The net loss for the third quarter was $22 million as compared to $21.7 million in the same period of 2012. The R&D expenses were approximately $71.7 million as compared to $50.1 million of the same period in 2012; showing an almost 43% increase. This is due to the advanced clinical trials underway and the efforts to develop its pipeline.
Incyte has $291 million in cash and equivalents as of September 30, 2013. This coupled with Jakafi sales, puts the company in strong cash position. Furthermore, Incyte recently announced offering of convertible senior notes worth $700 million, with the intention to repurchase or retire a portion of the 4.75% convertible senior notes of the company, which are due in 2015. The notes are divided into two categories based on maturity i.e. $350 million senior convertible notes due 2018 and the other $350 million notes in 2020. The company's intention to buy has been met by a sale intention from the entities associated with Baker Brothers. The company intends to use the surplus amount of cash for R&D and other purposes. This offer is beneficial for the investors, as the company will not have to take the infamous path of dilution.
The company has recently been subject to competition at the hands of Geron Corporation, when they announced positive results for their candidate Imetelstat, investigational treatment for cancer, myelofibrosis. The results showed an overall 44% response rate, and showing an effect in the bone marrow indicating to slow or stop the malignancies responsible for myelofibrosis. It proves a direct competition for Jakafi, which only provides symptomatic relief, spleen size reduction, to the patients. The results rallied the stock prices of Geron but Incyte's shares tumbled approximately 7%. However, the results of imetelstat don't demonstrate any clinical response which is mandatory, one of which is spleen size reduction.
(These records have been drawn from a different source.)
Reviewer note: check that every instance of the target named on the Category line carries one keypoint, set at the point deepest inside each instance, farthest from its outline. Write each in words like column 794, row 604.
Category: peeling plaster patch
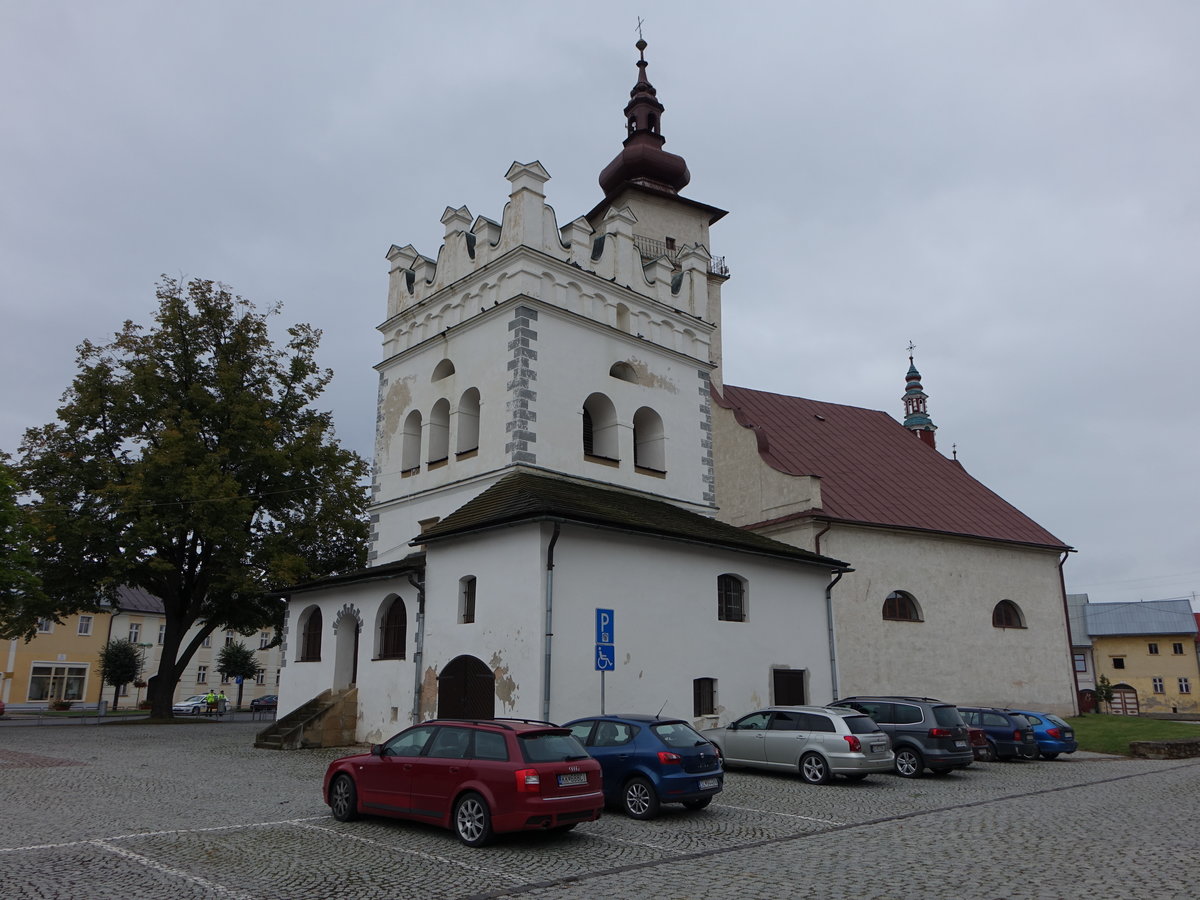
column 505, row 688
column 648, row 379
column 429, row 696
column 397, row 399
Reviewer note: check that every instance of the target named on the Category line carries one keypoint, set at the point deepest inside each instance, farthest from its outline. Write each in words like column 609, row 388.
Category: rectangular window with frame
column 703, row 693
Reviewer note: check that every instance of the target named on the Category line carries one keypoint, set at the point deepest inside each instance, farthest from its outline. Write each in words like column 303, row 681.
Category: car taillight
column 528, row 781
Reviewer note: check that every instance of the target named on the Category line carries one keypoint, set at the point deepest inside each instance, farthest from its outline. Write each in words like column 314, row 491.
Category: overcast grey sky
column 1013, row 186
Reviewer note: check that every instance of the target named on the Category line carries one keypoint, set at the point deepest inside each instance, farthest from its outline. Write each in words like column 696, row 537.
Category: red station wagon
column 477, row 777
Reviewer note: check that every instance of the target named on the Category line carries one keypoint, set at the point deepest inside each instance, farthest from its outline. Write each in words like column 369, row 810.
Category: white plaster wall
column 955, row 654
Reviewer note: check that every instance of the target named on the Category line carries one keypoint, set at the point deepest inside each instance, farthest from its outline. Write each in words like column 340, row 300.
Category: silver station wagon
column 816, row 742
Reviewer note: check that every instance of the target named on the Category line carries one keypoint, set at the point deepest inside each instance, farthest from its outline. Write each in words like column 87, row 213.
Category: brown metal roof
column 526, row 497
column 874, row 471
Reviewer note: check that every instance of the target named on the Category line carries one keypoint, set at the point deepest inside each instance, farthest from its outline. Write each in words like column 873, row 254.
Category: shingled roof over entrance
column 875, row 472
column 527, row 497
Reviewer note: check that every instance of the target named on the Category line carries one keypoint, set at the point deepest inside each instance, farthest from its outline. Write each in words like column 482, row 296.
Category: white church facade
column 555, row 444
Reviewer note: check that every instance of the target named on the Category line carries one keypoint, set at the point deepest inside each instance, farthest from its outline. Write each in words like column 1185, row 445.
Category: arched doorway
column 1125, row 700
column 347, row 629
column 466, row 690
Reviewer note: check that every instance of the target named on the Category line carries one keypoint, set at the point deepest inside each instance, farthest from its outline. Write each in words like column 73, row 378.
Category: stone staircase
column 329, row 719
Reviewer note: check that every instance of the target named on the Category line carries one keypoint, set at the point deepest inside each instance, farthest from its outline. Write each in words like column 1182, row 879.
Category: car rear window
column 551, row 747
column 861, row 725
column 678, row 735
column 947, row 717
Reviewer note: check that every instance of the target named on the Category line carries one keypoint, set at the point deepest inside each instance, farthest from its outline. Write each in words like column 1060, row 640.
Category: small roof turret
column 642, row 159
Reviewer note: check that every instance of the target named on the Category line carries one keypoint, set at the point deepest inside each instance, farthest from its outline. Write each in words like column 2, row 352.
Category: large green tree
column 187, row 461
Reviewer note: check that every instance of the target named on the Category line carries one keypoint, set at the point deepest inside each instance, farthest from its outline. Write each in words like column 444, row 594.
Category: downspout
column 550, row 621
column 418, row 646
column 1071, row 647
column 833, row 642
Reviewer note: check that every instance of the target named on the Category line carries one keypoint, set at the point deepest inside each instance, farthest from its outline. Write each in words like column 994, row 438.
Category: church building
column 573, row 514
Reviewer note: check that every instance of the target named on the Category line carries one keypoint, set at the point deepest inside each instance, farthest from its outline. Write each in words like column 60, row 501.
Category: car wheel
column 640, row 799
column 472, row 821
column 343, row 799
column 815, row 769
column 909, row 762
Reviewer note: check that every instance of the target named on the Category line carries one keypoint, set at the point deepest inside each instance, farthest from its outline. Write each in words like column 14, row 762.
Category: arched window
column 468, row 421
column 467, row 600
column 411, row 449
column 731, row 598
column 649, row 441
column 600, row 427
column 901, row 606
column 310, row 636
column 439, row 431
column 394, row 630
column 1007, row 615
column 624, row 372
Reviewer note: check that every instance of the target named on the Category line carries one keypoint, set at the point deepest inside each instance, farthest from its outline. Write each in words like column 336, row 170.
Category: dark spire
column 642, row 160
column 916, row 412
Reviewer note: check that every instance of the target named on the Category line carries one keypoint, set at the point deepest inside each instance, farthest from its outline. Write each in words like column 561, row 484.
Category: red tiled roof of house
column 874, row 471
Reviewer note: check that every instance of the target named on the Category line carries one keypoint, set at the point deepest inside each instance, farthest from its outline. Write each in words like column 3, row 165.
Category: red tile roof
column 874, row 471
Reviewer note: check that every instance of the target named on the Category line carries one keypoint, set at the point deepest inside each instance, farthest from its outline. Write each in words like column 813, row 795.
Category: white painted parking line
column 211, row 887
column 394, row 849
column 785, row 815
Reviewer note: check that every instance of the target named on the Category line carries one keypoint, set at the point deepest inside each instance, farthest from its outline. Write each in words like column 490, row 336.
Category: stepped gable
column 873, row 472
column 525, row 497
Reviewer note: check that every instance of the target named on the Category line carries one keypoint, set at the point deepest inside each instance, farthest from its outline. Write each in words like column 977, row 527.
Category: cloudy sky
column 1012, row 186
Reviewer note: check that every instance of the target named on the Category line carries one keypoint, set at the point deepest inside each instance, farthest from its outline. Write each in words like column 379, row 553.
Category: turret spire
column 643, row 161
column 916, row 412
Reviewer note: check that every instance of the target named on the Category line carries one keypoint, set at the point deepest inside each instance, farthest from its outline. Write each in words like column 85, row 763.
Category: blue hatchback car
column 1054, row 736
column 648, row 761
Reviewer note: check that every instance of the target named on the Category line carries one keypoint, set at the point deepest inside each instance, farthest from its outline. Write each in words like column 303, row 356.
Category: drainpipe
column 418, row 646
column 833, row 642
column 550, row 621
column 1071, row 648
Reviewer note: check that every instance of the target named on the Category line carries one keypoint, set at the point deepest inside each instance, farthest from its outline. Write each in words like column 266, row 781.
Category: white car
column 193, row 705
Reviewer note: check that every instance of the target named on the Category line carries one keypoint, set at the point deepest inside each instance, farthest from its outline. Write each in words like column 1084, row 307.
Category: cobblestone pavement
column 192, row 810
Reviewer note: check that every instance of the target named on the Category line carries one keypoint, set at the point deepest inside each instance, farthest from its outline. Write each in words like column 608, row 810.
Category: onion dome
column 642, row 159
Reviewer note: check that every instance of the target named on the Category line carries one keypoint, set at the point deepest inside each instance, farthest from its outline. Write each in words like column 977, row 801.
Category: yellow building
column 1147, row 651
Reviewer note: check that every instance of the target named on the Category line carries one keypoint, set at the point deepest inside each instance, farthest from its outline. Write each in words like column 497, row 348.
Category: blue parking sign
column 604, row 627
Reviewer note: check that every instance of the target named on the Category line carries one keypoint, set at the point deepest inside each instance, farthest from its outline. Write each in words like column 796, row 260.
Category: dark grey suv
column 925, row 732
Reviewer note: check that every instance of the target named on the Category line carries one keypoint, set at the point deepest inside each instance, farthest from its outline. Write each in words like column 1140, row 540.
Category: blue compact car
column 648, row 761
column 1054, row 736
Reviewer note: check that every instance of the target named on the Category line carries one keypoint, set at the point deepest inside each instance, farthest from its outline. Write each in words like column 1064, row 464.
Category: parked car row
column 480, row 778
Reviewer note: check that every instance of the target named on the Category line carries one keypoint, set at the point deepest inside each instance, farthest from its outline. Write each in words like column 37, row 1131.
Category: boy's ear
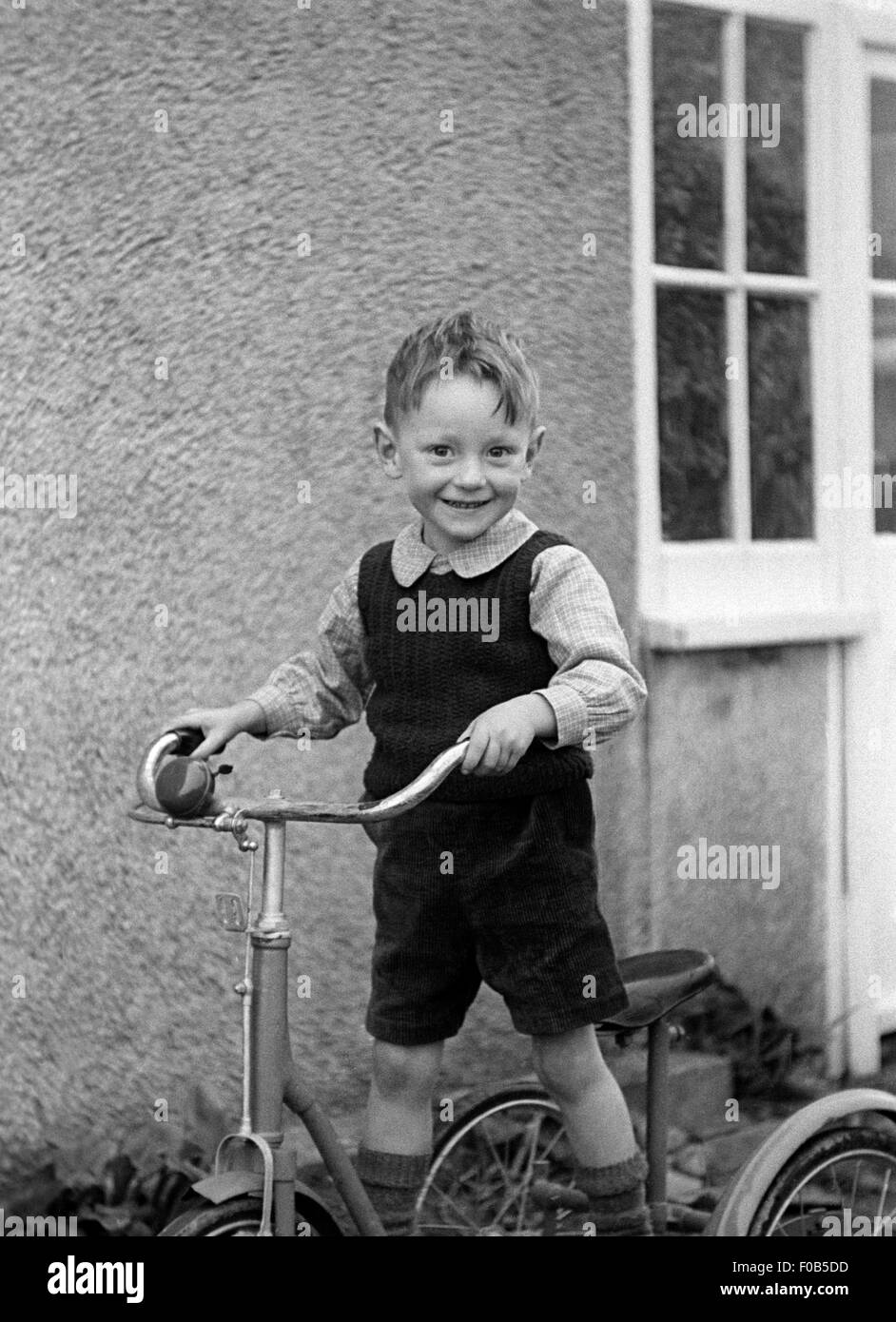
column 533, row 447
column 386, row 448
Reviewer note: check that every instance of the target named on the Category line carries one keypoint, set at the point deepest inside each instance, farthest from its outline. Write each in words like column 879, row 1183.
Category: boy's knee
column 569, row 1064
column 399, row 1071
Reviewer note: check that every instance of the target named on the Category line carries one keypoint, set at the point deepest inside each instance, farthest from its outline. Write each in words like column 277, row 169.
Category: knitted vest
column 444, row 651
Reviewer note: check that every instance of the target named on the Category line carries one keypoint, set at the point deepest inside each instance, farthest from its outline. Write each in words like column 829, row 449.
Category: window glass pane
column 883, row 179
column 688, row 169
column 885, row 353
column 780, row 418
column 692, row 414
column 776, row 203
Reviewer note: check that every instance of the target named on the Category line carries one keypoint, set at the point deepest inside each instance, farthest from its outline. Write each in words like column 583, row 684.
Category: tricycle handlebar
column 275, row 807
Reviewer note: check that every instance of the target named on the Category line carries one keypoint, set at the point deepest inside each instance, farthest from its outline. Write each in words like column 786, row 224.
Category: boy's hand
column 220, row 725
column 502, row 734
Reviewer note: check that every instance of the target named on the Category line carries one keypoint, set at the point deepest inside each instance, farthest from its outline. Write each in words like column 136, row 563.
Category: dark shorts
column 502, row 891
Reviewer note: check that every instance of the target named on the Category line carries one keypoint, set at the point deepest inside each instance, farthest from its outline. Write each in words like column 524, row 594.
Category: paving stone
column 675, row 1138
column 682, row 1189
column 727, row 1153
column 699, row 1087
column 691, row 1159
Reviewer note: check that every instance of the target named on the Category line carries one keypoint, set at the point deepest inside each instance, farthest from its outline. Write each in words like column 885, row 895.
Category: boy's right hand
column 220, row 725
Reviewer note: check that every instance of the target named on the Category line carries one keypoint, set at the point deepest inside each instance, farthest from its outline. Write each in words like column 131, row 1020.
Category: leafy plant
column 126, row 1187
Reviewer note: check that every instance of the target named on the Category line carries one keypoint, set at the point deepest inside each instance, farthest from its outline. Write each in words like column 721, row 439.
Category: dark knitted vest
column 435, row 671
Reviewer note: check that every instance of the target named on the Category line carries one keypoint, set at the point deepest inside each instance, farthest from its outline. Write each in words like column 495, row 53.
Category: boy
column 474, row 623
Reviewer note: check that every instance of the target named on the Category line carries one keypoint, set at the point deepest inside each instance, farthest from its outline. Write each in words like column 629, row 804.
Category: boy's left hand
column 502, row 734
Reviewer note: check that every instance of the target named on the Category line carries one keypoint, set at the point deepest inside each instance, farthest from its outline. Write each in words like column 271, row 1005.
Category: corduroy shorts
column 502, row 891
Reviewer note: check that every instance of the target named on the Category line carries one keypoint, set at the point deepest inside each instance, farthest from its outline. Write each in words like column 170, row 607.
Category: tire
column 482, row 1168
column 835, row 1170
column 242, row 1216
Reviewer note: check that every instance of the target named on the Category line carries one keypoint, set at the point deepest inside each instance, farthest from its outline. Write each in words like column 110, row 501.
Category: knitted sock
column 616, row 1196
column 393, row 1182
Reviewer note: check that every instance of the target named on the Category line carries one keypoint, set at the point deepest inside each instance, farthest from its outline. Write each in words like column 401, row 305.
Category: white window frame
column 729, row 593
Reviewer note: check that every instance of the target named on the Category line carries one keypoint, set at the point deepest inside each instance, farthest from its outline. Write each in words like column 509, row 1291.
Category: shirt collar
column 411, row 556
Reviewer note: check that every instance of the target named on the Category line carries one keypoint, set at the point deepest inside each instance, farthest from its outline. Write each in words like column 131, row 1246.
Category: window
column 730, row 270
column 883, row 285
column 744, row 255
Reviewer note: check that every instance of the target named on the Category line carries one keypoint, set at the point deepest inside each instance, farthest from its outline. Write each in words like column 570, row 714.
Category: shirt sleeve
column 324, row 688
column 596, row 690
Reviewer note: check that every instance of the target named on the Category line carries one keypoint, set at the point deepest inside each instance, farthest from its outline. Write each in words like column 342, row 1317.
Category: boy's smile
column 461, row 461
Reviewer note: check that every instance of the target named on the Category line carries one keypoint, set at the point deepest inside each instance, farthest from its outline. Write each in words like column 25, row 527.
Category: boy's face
column 460, row 460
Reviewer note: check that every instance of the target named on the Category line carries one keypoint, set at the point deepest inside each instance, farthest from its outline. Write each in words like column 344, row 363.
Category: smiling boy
column 516, row 905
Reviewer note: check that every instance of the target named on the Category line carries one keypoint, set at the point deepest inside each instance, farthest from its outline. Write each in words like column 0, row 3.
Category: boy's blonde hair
column 472, row 346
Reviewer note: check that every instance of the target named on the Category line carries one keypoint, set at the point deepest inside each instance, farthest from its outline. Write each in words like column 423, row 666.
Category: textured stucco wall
column 142, row 244
column 744, row 731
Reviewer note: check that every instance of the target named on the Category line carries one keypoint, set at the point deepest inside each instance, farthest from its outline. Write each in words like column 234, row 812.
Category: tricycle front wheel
column 242, row 1217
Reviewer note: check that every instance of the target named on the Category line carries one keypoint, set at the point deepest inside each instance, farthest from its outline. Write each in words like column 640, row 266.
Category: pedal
column 558, row 1196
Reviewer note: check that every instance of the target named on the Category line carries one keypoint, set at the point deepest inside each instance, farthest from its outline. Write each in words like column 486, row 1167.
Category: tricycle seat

Thus, imetelstat may not have the potential to dislodge Jakafi's sales; however it may be used with Jakafi as a combination therapy, if and when it is approved by FDA.
The company is faced with two lawsuits, filed in March and April of 2013, alleging that the company released misleading regarding the company's business and prospects relative to the Jakafi's commercial launch. Latest development regarding these lawsuits hasn't been reported, however it poses as a risk to the company's reputation and consequently its stock prices.
Incyte Corporation has seen almost a 139% increase in the share prices and with the upcoming events, it is expected to increase further. The data on the Jakafi and JAK1 inhibitor is also a major catalyst for the share prices.
Incyte has enough cash to see it well through its clinical trials and studies. It expects to receive $60 million in milestone payment from Novartis in the first half of 2014, consequent to the Jakafi reimbursement approved to France. Furthermore, with the royalty payments from sale of Jakafi outside of United States, through the collaborations, the company has a sure stream of cash inflow.
The company is however, faced with two lawsuits, which may not have any substantial impact on the company, but are still a concern. Furthermore, the company is now faced with a possible competitor for its product Jakafi, though it still has a long way to hit the market, if it ever does, but the risk is there.
The positive recommendation by analysts and the huge appreciation in valuations is indicative of investor confidence in the long-term potential of the company and is a Buy signal for prospective investors.